頭にちらつく光景が右手を緩める。戻ってみるか。
ほんの些細な取っ掛かり、自己を満たすだけの行為。
やはりまだそこにいた。

少し離れた場所に原付を預けて向かう。
特に声を上げるでもなく少しずつ進む彼は鉄の塊からの圧力と周囲の生暖かい目に晒されている。

わかっていた。
ヒーローにはなれない。ただの気まぐれだった。

声をかけると大丈夫だと返ってくる。
大丈夫だと言っている。引き下がればいい。
額から滲み出る汗とくっついたシャツに見とれた。
なんで声をあげないんだ。
プライドはきっとある。それでも悔しかった。
困ったときに声を上げられない、周囲は厄介な面倒事を嫌う。誰だってそうだ。引き下がれなかった。

無理矢理に肩を貸して帰路につく。本当に大丈夫なんですと彼は言う。
大丈夫な人の汗のかきかたじゃない。
気のきいた言葉が出てこなかった。
家はどこですか、指を差された場所は目と鼻の先。
これぐらいの距離頼ってくれていいじゃないか。

そこまで送って行きますよ、
突然足腰が痺れてきちゃってと笑う。今日は調子がいいと思ったのですがすいません。
やめてくれ、謝らないでくれ。
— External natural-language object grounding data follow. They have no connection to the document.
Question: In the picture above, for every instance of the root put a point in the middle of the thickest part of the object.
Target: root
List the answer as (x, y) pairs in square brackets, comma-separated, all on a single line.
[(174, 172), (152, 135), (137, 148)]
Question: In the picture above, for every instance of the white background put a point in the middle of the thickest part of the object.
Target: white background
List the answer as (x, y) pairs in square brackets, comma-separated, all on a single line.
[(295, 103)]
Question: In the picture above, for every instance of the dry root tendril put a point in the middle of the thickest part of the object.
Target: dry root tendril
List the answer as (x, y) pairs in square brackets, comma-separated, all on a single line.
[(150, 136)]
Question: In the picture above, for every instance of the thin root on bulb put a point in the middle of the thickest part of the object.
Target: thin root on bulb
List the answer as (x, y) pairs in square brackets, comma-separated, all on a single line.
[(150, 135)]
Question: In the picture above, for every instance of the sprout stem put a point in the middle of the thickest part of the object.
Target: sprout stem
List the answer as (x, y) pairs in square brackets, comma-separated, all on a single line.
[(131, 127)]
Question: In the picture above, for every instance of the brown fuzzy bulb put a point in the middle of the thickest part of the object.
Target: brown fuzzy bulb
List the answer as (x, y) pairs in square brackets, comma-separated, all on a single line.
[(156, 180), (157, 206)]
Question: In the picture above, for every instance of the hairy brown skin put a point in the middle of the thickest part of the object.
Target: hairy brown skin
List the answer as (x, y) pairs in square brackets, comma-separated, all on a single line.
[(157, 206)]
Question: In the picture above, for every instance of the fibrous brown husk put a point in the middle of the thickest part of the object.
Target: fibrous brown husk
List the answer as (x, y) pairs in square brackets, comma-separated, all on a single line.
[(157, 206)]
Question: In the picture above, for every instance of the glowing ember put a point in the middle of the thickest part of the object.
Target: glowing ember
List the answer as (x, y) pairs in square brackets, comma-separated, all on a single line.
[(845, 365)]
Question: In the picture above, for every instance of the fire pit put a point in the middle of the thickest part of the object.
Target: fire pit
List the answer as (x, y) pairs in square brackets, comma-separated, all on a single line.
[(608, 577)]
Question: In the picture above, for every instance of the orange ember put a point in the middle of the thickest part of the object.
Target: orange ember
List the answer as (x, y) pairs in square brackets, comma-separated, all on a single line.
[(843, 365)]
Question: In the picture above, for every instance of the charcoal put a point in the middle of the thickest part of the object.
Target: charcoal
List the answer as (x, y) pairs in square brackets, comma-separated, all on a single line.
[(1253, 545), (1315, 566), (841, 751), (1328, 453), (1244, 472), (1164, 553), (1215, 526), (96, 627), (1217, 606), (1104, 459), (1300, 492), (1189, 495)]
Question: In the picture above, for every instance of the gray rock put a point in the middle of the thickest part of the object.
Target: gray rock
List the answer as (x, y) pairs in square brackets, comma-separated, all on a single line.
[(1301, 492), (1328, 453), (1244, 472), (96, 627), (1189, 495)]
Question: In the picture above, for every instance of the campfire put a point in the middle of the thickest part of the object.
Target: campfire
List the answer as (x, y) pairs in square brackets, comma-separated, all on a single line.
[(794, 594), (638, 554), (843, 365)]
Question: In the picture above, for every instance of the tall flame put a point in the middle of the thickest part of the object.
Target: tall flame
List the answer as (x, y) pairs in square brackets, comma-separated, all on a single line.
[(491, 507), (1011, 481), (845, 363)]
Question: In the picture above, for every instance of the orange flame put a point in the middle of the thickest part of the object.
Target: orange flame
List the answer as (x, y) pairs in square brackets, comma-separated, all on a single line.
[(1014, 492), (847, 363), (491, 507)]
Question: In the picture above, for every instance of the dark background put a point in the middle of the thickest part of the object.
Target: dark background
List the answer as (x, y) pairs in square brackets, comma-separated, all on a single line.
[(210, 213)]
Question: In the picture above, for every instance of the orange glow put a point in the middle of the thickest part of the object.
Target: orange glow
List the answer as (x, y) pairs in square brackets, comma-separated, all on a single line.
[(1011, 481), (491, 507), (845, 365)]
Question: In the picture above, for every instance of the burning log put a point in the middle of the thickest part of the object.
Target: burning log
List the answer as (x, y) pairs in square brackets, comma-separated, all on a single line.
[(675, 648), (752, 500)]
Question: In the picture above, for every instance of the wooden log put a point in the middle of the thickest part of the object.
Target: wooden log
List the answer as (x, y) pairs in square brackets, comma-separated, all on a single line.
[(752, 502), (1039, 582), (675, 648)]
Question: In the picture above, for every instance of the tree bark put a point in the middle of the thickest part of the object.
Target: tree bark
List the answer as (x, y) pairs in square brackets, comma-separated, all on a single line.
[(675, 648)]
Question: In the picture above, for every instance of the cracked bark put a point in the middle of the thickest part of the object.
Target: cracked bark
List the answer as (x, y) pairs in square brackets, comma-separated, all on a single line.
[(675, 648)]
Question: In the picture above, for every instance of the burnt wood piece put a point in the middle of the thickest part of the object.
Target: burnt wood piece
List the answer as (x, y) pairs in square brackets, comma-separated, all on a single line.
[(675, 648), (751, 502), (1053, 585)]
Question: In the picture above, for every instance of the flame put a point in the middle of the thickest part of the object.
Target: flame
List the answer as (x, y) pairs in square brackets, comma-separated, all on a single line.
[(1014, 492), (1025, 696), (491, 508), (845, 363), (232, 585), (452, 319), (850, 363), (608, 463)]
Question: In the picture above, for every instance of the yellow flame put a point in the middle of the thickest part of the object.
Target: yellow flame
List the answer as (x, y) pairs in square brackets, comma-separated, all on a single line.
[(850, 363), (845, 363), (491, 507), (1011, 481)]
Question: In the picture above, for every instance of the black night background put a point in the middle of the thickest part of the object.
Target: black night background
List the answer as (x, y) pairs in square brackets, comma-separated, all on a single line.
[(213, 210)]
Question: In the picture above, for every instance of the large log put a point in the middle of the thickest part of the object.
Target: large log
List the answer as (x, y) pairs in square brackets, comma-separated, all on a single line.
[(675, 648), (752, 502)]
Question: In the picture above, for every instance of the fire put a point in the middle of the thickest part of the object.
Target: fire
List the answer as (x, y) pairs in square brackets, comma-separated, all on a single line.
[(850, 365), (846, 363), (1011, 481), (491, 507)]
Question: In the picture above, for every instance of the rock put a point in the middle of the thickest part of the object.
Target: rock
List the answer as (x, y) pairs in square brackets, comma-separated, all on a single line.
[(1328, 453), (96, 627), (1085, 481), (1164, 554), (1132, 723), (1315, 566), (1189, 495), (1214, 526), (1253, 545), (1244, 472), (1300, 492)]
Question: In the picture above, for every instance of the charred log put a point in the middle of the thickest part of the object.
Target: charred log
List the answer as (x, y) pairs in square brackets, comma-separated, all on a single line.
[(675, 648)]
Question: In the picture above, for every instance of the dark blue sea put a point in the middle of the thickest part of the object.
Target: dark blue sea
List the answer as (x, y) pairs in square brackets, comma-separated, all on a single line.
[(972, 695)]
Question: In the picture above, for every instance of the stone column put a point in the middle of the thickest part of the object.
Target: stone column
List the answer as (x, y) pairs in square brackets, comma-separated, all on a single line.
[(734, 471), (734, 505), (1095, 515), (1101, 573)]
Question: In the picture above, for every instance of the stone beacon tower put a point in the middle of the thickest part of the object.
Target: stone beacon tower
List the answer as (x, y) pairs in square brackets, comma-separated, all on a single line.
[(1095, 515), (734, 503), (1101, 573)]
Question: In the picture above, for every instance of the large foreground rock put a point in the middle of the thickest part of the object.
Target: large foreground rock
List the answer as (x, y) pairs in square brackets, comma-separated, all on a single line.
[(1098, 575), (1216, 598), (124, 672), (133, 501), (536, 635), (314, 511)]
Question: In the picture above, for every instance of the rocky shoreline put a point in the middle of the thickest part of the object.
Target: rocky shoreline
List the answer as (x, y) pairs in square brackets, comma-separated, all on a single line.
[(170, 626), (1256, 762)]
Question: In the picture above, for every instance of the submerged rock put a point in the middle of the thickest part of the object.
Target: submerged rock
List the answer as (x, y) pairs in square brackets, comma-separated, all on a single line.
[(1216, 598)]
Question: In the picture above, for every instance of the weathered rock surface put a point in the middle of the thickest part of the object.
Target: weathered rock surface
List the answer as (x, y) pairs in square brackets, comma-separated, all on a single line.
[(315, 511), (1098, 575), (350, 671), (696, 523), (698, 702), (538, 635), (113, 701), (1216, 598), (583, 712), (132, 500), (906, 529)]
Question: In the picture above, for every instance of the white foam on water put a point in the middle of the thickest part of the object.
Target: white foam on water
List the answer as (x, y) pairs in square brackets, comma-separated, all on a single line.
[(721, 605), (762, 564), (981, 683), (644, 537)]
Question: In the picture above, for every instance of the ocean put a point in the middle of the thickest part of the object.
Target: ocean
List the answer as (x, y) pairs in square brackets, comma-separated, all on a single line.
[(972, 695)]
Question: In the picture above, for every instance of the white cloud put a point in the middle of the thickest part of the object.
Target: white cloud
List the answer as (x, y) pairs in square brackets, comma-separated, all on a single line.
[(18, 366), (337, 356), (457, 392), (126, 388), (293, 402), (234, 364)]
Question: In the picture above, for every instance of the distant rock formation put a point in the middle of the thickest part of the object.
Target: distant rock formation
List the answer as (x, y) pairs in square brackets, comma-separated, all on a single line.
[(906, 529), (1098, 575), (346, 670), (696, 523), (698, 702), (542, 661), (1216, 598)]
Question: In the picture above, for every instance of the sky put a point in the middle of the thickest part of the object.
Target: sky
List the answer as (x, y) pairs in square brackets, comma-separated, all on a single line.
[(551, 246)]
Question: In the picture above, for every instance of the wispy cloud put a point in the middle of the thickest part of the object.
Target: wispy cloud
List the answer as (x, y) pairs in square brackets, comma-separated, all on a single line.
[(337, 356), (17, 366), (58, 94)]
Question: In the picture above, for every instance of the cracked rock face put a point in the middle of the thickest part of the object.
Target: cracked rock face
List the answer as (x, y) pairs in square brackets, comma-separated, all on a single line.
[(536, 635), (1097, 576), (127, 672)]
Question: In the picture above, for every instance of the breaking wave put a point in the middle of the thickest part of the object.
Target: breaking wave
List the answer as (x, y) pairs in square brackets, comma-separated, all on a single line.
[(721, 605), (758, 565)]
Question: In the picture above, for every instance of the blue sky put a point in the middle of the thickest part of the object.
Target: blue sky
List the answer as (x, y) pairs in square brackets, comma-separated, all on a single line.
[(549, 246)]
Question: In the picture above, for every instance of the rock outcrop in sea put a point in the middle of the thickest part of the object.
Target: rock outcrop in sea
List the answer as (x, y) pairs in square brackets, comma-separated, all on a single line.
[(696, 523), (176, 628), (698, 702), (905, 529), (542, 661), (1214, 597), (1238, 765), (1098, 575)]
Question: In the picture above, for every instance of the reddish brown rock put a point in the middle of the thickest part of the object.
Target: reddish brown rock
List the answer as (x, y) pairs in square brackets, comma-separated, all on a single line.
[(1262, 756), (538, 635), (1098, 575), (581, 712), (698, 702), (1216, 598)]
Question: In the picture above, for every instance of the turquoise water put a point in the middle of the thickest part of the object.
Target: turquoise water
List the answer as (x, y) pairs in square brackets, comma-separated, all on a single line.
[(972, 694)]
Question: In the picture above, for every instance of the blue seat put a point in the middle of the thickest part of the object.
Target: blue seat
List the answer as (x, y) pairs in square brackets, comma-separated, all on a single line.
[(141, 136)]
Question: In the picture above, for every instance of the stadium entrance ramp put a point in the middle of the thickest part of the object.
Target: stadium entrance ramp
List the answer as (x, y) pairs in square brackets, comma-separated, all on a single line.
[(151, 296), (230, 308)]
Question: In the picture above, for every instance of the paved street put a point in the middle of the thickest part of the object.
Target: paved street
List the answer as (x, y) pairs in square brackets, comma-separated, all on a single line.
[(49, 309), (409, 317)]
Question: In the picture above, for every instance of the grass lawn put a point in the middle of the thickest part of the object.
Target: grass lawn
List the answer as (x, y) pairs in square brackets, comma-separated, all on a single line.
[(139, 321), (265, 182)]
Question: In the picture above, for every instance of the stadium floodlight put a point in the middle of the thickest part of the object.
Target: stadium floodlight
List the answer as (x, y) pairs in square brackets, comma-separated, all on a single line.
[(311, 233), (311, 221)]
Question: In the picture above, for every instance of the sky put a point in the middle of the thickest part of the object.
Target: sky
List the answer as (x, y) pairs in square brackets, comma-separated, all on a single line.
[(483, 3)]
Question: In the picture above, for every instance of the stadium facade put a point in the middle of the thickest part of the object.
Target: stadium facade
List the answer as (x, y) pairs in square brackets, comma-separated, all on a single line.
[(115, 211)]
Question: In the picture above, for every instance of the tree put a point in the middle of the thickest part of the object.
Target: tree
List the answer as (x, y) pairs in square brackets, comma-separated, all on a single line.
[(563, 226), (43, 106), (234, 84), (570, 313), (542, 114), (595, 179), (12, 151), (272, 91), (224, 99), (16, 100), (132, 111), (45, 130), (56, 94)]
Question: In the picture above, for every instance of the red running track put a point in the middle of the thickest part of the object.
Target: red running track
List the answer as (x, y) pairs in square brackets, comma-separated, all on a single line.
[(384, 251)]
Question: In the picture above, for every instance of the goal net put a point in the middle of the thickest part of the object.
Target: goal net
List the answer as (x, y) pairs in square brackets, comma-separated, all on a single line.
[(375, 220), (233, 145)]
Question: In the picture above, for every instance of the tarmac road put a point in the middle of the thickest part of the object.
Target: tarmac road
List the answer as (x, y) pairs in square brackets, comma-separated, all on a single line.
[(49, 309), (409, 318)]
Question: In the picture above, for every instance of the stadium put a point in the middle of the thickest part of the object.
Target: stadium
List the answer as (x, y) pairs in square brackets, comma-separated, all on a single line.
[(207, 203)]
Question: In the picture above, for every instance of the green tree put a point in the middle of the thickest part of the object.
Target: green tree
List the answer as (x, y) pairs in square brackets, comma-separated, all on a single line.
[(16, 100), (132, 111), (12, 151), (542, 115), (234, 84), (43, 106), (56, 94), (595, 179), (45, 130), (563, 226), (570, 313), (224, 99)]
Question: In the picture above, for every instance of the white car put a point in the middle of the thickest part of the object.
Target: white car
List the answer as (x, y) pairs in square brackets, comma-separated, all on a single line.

頭を下げられるほどの人間じゃない。たまたま目についただけだ。
毎日ボランティアに勤しみ見返りを求めず奉仕できるような人間じゃないんだ。

家についた彼は笑っている。何て強い人なんだろう。
本当にありがとうございました
どんな返答をしたかは覚えていない。
ありがとうと言われてあんなに苦しかったことはなかった。

手を差し伸べる側がフィーチャーされることはある、まるでヒーローのように。
手を差し伸べられる側の気持ちは描写されない。
助ける側のエゴに付き合わされたのに。
礼を言われたかったわけじゃない。
それでもどこかで期待してたんだろう。
無責任な正義で救った気になって最後に思いしる。
人は時に救っていい人間ですらない。